Jacques Prévert

La boutique d’Adrienne

Les Amis des Livres.

Une boutique, un petit magasin, une baraque foraine, un temple, un igloo, les coulisses d’un théâtre, un musée de cire et de rêves, un salon de lecture et parfois une librairie toute simple avec des livres à vendre ou à louer et à rendre et des clients, les amis des livres, venus pour les feuilleter, les acheter, les emporter. Et les lire.

Depuis longtemps déjà, les littérateurs, ou tout au moins beaucoup d’entre eux, parlent avec mépris de la « littérature », et le mot littérature dans leur vocabulaire a bien mauvaise tournure.

Les films et la danse ou le récit des songes et tant de choses encore, dont la littérature, passent à la casserole du jugement péremptoire, savant et méprisant : Tout ça, c’est de la littérature !

Les peintres, les bons et les mauvais, les grands et les petits et les vrais et les faux, les vivants et les morts ne disaient jamais et ne disent pas non plus aujourd’hui du mal de la peinture. De même le jardinier devant un jardin insensé, un jardin ni fait ni à faire, un insolite et mystérieux parterre de lierre et d’orties, ne dit pas : Tout ça, c’est de l’horticulture !

Adrienne Monnier était comme ce jardinier, et dans la serre de la rue de l’Odéon où s’épanouissaient, s’échangeaient, se dispersaient ou se fanaient les idées en toute liberté, en toute hostilité, en toute promiscuité, en toute complexité, souriante, émue et véhémente, elle parlait de ce qu’elle aimait : la littérature.

Et c’est pour cela que, traversant la rue de l’Odéon, beaucoup entraient comme chez eux, chez elle, chez les livres.

Chez elle, c’était aussi un hall de gare, une salle d’attente et de départ où se croisaient de très singuliers voyageurs, gens de très loin et gens d’ici, gens de par là et gens d’ailleurs, Gens de Dublin et de Vulturne, gens de la Grande Garabagne et de Sodome et de Gomorrhe, gens des Vertes Collines, venant le plus simplement du monde le plus compliqué passer avec Adrienne une Nuit au Luxembourg, une Soirée avec Monsieur Teste, une Saison en Enfer, quelques Minutes de Sable Mémorial.

Et l’Ange du Bizarre se promenait avec Moll Flan-ders dans les Caves du Vatican, sous le Pont Mirabeau coulait la Seine le long des berges de l’Odéon, le Ciel et l’Enfer se mariaient, les Pas Perdus se recherchaient dans les Champs Magnétiques et il y avait de la musique.
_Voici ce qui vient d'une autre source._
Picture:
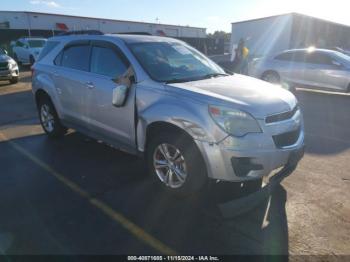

On pouvait entendre en sourdine Cinq Grandes Odes patriotiques magnifiquement couvertes par le refrain du Décervelage et la Chanson du Mal Aimé et les Chants terribles et beaux d’un enfant de Montevideo.

Et les Belles-Lettres ronronnaient mais, même si vous les caressiez à rebrousse-poil, Adrienne Monnier laissait faire et quelquefois même vous aidait.

Parfois de très jeunes gens, furtifs et effacés, en feuilletant les livres, prêtaient machinalement l’oreille, amusés.

Des noms étranges surgissaient des plus simples phrases, comme les mots de passe d’une très singulière société secrète : Fogar, Smerdiakow, Barnabooth, Lafcadio, Benito Cereno, Nostromo, Charlus, Moravagine, Anabase, Fantomas, Bubu de Montparnasse, Eupalinos...

Et puis les jeunes gens s’en allaient, emportant avec eux, sous le manteau, les beaux marrons du feu de la conversation, des livres non coupés, exemplaires et numérotés. Modestes et anonymes représentants du commerce des idées, des idées à revendre pas très loin sur les quais.

Et puis la nuit tombait.

Adrienne, avant de fermer boutique, toute seule avec ses livres, comme on sourit aux anges, leur souriait. Les livres, comme de bons diables, lui rendaient son sourire. Elle gardait ce sourire et s’en allait. Et ce sourire éclairait toute la rue, la rue de l’Odéon, la rue d’Adrienne Monnier.